Imagining the Sale

Mar 16, 2008 12:30

In upper management in Corporate America, it was constantly instilled in us, so that we could constantly instill it in those with whom we worked, that everybody's job--whether we resided in accounting or payroll or rates or worked on the dock--that whatever one's title happened to be, we were all in sales.

Yes, we had a designated sales team whose responsibility it was to go out and deal directly with, and generate revenue from, our customers; but we also knew that any contact the rest of us might have with these customers, either on the phone or by mail or via the Internet, also impacted their perception of doing business with our company. Call it politeness, call it common decency, call it do-unto-others, what it truly came down to was: we were all in sales.

The irony is, though sales and I clashed often through the years (since my department was in the position of establishing the pricing levels that sales would in turn have to sell to the customers, we were automatically diametrically opposed: our making sure the company made a profit versus their desire to present something economically attractive to the customer), what I learned from sales has better equipped me for my "new life" (i.e., self-employed) than any other skill I took away with me from C.A.
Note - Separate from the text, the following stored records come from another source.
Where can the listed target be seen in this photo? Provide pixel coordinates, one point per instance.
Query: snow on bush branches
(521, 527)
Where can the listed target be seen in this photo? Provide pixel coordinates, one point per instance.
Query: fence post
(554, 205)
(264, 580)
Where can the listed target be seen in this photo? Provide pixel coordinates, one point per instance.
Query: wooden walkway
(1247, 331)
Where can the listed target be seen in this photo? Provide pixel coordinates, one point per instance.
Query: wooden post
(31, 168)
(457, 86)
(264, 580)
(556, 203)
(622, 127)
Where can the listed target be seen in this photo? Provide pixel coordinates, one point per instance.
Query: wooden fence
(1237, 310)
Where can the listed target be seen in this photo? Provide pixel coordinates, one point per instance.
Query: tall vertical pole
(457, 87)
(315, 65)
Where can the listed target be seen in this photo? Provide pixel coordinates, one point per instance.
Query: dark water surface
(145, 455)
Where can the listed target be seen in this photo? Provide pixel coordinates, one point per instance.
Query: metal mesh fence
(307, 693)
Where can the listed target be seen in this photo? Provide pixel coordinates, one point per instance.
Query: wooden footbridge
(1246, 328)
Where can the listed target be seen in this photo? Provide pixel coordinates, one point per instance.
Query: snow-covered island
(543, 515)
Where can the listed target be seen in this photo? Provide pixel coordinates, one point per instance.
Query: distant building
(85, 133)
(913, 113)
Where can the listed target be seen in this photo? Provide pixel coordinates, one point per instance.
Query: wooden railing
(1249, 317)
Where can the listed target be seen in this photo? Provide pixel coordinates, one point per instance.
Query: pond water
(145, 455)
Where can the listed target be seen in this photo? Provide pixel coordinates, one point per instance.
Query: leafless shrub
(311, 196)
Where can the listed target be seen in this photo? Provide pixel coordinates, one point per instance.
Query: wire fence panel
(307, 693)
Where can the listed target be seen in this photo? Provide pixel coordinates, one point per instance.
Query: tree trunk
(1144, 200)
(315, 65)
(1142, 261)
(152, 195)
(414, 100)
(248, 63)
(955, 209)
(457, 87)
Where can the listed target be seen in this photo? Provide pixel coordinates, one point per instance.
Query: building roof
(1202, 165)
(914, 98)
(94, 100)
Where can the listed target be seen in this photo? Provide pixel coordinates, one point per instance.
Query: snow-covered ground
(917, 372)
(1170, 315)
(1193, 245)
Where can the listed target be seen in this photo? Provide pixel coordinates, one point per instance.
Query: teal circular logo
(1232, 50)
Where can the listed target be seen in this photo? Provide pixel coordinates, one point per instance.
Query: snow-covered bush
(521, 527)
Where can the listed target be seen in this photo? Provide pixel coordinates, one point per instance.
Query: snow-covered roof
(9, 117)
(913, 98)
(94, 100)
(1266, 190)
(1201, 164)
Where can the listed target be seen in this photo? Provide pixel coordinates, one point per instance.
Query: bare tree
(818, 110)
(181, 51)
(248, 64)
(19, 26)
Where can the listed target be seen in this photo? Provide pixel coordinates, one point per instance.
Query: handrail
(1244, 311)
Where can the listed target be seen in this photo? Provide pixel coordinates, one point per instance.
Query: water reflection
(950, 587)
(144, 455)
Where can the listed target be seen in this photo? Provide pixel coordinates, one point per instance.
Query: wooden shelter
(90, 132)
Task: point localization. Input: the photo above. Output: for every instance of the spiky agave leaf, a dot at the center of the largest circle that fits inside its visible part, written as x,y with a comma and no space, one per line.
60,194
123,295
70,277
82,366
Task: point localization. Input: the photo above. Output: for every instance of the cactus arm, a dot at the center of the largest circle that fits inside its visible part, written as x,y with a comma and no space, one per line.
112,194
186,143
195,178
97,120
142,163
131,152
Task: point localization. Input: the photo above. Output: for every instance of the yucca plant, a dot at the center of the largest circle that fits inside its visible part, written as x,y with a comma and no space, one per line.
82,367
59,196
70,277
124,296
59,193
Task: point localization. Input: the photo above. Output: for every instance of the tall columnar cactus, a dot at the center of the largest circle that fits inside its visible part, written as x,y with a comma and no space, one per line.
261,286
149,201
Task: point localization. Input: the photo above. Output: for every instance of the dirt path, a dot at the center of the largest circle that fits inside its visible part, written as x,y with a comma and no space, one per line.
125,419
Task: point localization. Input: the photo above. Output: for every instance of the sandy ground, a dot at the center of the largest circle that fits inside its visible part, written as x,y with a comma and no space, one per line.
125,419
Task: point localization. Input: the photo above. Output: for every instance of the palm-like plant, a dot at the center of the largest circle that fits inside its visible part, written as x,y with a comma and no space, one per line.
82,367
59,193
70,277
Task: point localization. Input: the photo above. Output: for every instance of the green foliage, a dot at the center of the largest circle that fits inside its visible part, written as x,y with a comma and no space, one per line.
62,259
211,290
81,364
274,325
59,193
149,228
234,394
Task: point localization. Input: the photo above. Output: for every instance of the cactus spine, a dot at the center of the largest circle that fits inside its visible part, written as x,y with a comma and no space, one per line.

Until this morning, it hadn't occurred to me that this wisdom applies to writing, as well. This "miniphany" came to me in the midst of a four-and-a-half hour power outage that enabled me to catch up on my reading. According to Richard Ford's existential realtor Frank Bascombe in Independence Day :

The art of the sale first demands imagining the sale.

It suddenly dawned on me that, as writers, if we're doing our jobs correctly, we're selling our readers that, fiction or nonfiction, fantasy or science fiction, self-help book or expansive volume on the sex life of the tsetse fly, every word we've written is true. That what we say happened really happened. As writers, we're telling our readers that, if they trust us, we'll deliver.

But we can't do that unless we ourselves also believe what we're saying. And in order to do that, we have to imagine the sale.